You ask if you are looking at things all wrong. I don't think you are totally. Your girlfriend doesn't seem to be helping matters. However may I share some insights into feelings.

Your feelings arise inside you because of who you are. One person might feel angry in a certain situation, while another would not have such strong feelings. Feelings arise within us in response to the events around us. They reveal what matters to us and whether our emotional needs are being met.

You say "I always try to justify it in typical fashion by saying: "if you didn't do these painful, confusing things to me, it wouldn't happen. Why don't we talk about the reason I got so mad in the first place. I'm tired of talking about the way I reacted, let's talk about what made me react that way!" To me that says, "You caused these feelings in me, it's your fault." Perhaps that's what you believe, but it's not easy for her to be anything but defensive, ie walking away.

It helps to own your feelings. They are yours and not her fault. Do you actually know what it is you are angry about. Do you judge you are not being loved, or respected, or valued, or that your self worth or autonomy are being attacked. These are some of the basic needs that you have and, when they are not being met, you will feel angry.

The best way I've found to share my feelings in a non-destructive way, is to start something like: "When that happens, I feel.......... I'm afraid that.......... I feel hurt and lonely...... I want to be close to you but don't know what to do. I feel powerless, lost.... I want you to / need you to show you value me/love me....." In doing this I don’t attack the other person. I simply share myself. You might like to look at the article here (http://www.2-in-2-1.co.uk/healthclub/relbasictopic/feelings/)

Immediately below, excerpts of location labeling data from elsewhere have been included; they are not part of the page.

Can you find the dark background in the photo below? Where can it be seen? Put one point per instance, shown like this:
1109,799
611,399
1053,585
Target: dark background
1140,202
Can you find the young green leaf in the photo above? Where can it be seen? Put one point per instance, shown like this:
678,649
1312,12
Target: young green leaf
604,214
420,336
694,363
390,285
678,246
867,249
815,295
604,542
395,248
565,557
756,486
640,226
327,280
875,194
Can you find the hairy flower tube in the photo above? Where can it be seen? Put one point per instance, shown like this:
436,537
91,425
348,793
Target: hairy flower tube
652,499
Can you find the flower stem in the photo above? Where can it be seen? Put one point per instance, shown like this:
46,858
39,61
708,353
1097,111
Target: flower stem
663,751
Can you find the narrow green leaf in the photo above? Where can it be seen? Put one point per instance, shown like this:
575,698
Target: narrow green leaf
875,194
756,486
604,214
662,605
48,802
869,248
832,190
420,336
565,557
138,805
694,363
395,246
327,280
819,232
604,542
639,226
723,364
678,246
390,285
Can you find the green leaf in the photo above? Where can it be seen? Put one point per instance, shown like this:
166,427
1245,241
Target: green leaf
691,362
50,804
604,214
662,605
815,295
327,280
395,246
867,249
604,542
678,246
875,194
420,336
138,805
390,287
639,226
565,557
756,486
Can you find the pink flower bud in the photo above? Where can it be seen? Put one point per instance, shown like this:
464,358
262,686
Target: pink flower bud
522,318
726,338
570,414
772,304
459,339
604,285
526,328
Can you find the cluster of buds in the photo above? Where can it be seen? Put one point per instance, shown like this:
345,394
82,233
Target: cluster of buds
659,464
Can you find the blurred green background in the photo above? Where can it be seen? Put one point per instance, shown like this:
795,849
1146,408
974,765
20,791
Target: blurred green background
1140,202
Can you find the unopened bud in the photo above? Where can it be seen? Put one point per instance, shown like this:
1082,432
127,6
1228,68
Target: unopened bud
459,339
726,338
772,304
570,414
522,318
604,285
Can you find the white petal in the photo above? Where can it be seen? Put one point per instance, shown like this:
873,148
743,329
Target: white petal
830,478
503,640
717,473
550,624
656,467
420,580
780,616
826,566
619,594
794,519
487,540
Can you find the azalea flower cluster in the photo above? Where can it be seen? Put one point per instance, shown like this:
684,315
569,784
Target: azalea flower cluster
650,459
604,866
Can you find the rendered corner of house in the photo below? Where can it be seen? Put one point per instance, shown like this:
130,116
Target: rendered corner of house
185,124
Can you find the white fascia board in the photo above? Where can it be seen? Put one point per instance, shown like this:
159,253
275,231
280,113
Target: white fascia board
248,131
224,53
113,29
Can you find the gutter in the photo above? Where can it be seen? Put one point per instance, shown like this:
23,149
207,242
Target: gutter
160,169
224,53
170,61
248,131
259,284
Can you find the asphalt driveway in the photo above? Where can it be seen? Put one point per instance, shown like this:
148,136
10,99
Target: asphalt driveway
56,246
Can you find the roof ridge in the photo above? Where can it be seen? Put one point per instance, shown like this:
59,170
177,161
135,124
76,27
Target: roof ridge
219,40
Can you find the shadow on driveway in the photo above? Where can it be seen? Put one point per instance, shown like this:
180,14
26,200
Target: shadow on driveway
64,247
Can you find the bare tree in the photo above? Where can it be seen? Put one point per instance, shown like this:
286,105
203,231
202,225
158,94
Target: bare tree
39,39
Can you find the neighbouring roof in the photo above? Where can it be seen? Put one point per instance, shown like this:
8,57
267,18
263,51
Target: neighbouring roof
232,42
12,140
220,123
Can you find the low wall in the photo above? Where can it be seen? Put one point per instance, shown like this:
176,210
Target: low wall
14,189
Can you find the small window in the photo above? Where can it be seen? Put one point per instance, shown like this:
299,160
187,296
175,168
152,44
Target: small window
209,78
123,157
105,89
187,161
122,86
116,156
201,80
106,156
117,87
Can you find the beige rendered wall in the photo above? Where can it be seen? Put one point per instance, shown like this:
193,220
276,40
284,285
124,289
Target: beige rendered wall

You can also choose how you handle your anger. (There's an article about that here (http://www.2-in-2-1.co.uk/healthclub/relbasictopic/anger/).) If you can't find ways to handle your anger then it would be best to go and get some anger management counselling, as it will always be a problem until you face it, whoever you have a relationship with.

If your girlfriend doesn't respond to your changing behaviour and really won't forgive you then you may have to accept that there isn't much future for you together, but I would say there is a lot that you can do before you reach that stage.